# Who deactivated the exhaust valve on his/her car ?



## Alex Baumann (Dec 19, 2001)

And how ?

Any side effects, gain or loss ?

Thanks

:angel:


----------



## rwg (May 10, 2002)

I never got around to trying it, but I think the simplest method was to remove the vacuum hose and block it with a screw. The reported results are, as you would expect, all over the map.


----------



## Chris330Ci (Jan 23, 2002)

I think Plaz did. :dunno:


----------



## Mystikal (Dec 20, 2001)

I heard it was nauseating in it's deep sound. I'd probably like it.  

Unfortunately, my car is ghetto and doesn't have one.


----------



## Plaz (Dec 19, 2001)

Chris330Ci said:


> *I think Plaz did. :dunno: *


I did indeed.

It's definitely louder in low-RPM situations, and I no longer hear the annoying "clickety-clack" of the valve opening and closing in my office's parking garage. Both Mr.Paddle.Shift and HACK have remarked that my exhaust is kinda loud for stock.
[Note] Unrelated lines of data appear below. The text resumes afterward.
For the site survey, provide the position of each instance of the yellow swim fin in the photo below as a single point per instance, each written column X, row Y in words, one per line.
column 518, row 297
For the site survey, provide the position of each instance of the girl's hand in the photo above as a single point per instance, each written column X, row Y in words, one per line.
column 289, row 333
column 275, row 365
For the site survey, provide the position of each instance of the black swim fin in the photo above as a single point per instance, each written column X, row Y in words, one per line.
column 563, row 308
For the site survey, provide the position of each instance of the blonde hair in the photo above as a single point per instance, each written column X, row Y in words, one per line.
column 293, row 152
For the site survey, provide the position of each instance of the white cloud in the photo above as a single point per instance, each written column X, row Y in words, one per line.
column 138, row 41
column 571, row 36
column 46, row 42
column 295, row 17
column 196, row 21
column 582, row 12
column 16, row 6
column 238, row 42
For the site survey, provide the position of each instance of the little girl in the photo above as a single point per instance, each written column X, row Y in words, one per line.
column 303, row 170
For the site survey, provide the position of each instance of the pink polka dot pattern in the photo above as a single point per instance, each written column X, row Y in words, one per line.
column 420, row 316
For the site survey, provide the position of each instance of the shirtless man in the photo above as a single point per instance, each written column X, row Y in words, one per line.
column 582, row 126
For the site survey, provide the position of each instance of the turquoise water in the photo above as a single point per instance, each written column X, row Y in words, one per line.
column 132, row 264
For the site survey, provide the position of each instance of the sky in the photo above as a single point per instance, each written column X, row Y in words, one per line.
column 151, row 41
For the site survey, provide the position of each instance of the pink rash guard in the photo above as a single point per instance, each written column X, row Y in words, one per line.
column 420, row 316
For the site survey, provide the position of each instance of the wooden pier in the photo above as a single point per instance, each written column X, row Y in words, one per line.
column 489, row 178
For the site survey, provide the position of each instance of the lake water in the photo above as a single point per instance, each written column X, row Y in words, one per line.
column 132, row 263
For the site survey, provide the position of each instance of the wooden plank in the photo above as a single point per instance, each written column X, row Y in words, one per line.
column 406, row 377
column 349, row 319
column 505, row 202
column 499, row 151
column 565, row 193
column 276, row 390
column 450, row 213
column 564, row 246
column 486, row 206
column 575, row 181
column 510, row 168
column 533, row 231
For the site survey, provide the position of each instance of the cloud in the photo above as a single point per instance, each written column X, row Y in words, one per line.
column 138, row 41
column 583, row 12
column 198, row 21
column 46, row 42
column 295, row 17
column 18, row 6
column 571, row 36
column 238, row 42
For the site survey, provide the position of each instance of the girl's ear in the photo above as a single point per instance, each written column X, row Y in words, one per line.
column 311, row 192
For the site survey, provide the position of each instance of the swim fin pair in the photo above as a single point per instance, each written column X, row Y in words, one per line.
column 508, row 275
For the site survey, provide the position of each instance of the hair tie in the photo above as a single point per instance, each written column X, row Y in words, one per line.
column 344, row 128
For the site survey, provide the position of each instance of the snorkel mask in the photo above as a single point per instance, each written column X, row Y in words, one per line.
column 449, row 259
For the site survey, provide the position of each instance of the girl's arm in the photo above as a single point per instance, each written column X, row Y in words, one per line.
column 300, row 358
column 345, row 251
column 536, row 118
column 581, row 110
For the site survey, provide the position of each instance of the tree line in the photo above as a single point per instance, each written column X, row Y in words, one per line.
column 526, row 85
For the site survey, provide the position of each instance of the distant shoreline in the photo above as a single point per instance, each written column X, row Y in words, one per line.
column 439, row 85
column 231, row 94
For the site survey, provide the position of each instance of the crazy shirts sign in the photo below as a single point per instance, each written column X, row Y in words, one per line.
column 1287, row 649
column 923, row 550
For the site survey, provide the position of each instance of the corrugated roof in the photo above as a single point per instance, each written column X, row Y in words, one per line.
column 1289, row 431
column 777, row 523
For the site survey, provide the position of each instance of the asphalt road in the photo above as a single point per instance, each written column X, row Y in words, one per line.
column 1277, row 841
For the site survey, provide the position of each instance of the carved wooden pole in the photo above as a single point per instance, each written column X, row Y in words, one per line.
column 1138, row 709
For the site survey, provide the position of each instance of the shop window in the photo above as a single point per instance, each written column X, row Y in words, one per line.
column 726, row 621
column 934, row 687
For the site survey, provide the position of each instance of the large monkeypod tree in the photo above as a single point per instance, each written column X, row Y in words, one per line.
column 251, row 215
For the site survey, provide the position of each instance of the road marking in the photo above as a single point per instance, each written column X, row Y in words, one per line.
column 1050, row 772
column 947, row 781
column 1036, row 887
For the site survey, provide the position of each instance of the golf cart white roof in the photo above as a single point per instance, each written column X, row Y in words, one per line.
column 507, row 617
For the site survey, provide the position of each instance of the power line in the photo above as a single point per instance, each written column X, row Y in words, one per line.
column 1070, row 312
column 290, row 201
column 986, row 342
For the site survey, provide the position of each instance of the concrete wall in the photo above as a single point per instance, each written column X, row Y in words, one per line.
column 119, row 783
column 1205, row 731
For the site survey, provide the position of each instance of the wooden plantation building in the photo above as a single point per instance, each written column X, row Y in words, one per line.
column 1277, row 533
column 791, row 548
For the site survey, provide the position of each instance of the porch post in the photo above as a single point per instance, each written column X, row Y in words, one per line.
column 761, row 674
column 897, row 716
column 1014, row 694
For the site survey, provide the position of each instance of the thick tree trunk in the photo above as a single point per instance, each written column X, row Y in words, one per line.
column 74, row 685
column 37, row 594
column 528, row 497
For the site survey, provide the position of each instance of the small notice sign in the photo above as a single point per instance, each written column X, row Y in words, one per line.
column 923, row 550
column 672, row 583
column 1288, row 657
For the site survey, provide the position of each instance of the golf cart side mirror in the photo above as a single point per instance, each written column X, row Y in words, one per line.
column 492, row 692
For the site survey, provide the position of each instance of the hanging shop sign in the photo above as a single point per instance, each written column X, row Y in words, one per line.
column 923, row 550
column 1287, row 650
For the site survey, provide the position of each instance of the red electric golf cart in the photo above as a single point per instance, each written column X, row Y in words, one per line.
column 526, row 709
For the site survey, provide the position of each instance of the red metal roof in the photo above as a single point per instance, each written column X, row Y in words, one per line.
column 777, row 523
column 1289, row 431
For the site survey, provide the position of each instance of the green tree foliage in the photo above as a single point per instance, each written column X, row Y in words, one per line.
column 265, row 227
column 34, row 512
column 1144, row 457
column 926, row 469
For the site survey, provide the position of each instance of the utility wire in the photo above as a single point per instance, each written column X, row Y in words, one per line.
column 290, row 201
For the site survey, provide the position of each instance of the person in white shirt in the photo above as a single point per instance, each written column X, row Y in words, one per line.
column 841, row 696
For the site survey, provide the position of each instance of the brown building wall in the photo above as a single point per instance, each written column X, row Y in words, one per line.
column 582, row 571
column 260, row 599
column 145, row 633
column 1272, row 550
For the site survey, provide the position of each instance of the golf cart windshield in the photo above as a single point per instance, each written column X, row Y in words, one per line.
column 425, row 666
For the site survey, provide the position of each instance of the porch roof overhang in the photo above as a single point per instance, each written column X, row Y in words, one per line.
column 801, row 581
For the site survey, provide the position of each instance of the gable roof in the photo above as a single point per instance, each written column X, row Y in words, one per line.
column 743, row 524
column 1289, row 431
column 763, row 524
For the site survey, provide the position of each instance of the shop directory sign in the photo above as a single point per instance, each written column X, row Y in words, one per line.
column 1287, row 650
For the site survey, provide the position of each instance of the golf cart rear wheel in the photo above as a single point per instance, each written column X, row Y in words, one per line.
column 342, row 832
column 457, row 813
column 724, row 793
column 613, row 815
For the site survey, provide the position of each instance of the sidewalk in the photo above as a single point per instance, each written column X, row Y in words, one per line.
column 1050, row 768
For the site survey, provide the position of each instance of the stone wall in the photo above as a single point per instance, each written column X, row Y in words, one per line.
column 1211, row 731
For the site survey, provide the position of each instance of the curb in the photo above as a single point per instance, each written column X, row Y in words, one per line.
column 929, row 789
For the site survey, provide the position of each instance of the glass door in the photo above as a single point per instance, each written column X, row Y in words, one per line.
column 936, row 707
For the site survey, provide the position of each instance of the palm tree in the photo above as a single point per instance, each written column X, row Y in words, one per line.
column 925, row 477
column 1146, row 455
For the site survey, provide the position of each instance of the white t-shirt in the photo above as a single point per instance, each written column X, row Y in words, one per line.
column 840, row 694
Other than that, I've noticed no difference.


----------



## Orient330iNYC (Jul 30, 2002)

yup, its louder, driving by cars with hyper sensitive alarms sets off their warn away functions.
its quite a bit louder than with the valve shut since i installed a CAI.

some might find the noise at highway speeds annoying.
after adding the CAI, it went from a dull annoying thrum to a pretty nice growl.

YMMV, but if you dont like it, just reconnect the hose


----------



## Nick325xiT 5spd (Dec 24, 2001)

I did it. It's damned annoying, IMHO. On the other hand, the Touring may be particularly vulnerable to loud exhaust noise.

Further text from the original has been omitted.